Another Way to Live
Money or Experience…The choice is yours
Here I am sat, at 3am, merely half way through my 2nd week of night shifts and all the lonesome blurred passing of the days that it brings. 2 days ago a bare mountain is now covered in fluffy white goodness that has blanketed the entire arlberg region, rejoice the giant dry dry slope is over. Over a month and a half into what is my first season I feel now is a good time to reflect on my settled down self as I’ve come down, slogged into a brief blip that has severed the reality of my usual hyper fused attempts of charm towards the new group. No amount of coffee seems to help, although it could be my breaking of the bank on booze (the only consistent part of my life since the teen years, sadly along with other not so attractive vices) and an eventual dip into the realisation that shit…this is my job for the next 5 months. I actually had to drag myself out of that rut, putting the job as the forerunner to your life in any situation is complete nonsense, not to mention when you’re making the rusty pennies of an overworked seasonnaire living on beans and blind optimism, tomorrow shall be the powder day.
Anyway, after the first 6 weeks it’s safe to say that this is some way to live. Putting intensive shift patterns and stunted financial gain lower on the minds checklist of importance allows for an easy going enjoyment to from the outside world and all the madness that has entailed over the last 12 months, hiding in a mountain bubble ain’t the toughest way to spend one’s days. One of the guys in the kitchen put it perfectly, we are “being paid through experience not financial gain”. Those who work in kitchens know how you’ve got to love those philosophical kitchen chats while keeled over 20kgs of spuds, putting the world to rights… just another way to spend that mundane time wisely).
In this period of time where I believe a shift is moving, from the that upwards sprint to put money in the bank, being forced down by monotonous jobs and underpaid salaries towards something all the more valuable in the end, the payment of experience. I’m not saying it’s on their on the same level… I mean to quote a Childish Gambino freestyle “Money ain’t everything, you need money to do what you wanna do, money is power, honesty is power, truth is power…ain’t nothing more important than the mula”. What I’m saying is that playing the cards right switching perceived ideas of what you should do in a certain time and place such as a season like the incessant nights out, pursuit of women etc etc you can still make money while doing what you primarily came to do, ski… and this can translate.
Sunlit days looking out beyond the seemingly never changing, never aging view of the Alpine backdrop it’s hard to take in the reality of it all; Nature really is medicine of the mind and body and every day when I’m finding work hard I completely forget where I am until I raise my head and look out that window. There are so many ways to relax here, the meditative state of solo riding, headphones in or out doesn’t matter here as the sounds of your own breathing, of the flow of the downhill weave are music to the ears, allowing the mind to be completely at ease. Chair lifts become time for reflection, positioned within the boundless beauty of snow topped trees, valleys hidden by fog and of course the odd mountain goat.

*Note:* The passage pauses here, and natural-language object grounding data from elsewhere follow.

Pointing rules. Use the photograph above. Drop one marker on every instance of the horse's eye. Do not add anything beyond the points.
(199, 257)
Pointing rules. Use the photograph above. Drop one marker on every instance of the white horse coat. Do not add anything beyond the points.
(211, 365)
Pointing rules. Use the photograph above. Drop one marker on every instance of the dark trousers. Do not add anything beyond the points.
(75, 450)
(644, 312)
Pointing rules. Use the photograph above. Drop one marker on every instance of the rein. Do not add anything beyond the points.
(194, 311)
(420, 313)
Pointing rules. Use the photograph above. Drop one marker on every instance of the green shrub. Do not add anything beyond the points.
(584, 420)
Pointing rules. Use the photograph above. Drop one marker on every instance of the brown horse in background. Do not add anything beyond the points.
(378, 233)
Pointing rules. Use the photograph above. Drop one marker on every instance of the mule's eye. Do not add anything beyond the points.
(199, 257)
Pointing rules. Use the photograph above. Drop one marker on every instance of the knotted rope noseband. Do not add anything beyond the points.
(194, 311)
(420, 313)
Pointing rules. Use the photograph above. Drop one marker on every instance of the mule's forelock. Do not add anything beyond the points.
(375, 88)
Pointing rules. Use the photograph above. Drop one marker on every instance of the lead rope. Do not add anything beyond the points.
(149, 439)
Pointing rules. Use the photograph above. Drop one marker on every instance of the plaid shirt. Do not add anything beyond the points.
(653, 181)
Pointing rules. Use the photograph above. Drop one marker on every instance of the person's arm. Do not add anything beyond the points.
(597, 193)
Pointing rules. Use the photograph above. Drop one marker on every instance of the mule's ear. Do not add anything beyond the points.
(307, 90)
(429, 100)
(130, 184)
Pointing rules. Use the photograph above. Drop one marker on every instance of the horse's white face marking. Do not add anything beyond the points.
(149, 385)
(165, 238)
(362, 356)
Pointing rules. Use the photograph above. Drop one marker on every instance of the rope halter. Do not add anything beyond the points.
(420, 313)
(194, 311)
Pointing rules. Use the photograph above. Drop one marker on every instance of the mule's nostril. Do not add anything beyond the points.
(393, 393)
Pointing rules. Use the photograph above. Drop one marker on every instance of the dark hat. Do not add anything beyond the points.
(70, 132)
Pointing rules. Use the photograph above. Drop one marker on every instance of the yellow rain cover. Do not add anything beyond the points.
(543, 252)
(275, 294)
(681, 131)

As cliche as it sounds, meaning can be found when working in a team and it makes all the difference when you’re doing the most pointless tasks as a grad. It was only 4 months ago that I was making 3 times as much money, yet was completely miserable. Angry at those closest around me, spending my money on the weekend haze that only momentarily alleviates an otherwise meaningless trudge of existence. Ironic when you think of it as mainstream society would have me believe the work I was doing was of so much more value, but who for? Well simply, it was myself. Pure financial gain, slogging it out to one day have greater assets, again always for myself. Being part of a team of people, who from the outset seem to hold so many differences, then asked to live on peanuts brings some kind of family bond that is non existent in the world of grad schemes and working the way up that ladder. Call me the typical millennial but spending the days of my life with people I have absolutely zero connection to ‘better myself’ is a notion that’s getting chucked straight in the bin, complete nonsense.
Yet another way to live, being simple to do what you want. In the end the working for experience notion is on the same level as working for finance in that ultimately it’s for the self, but it seems more than, real bonds are made and through that real memories. Seemingly it could be procrastination from the inevitable, whatever that may be and don’t get me wrong the idea of being that 40 year old working in random corners of the earth seems a bloody scary one but why? Is is conceived ideas of happiness drilled into us from The Culture Industry? Or is it a Universal Truth we all know, to one day lay down the sword, giving up the battle to create a life constantly refreshed and exciting, to live with those who created us and in turn nurture future life… even if that does mean living days out in a humdrum Groundhog Paradise.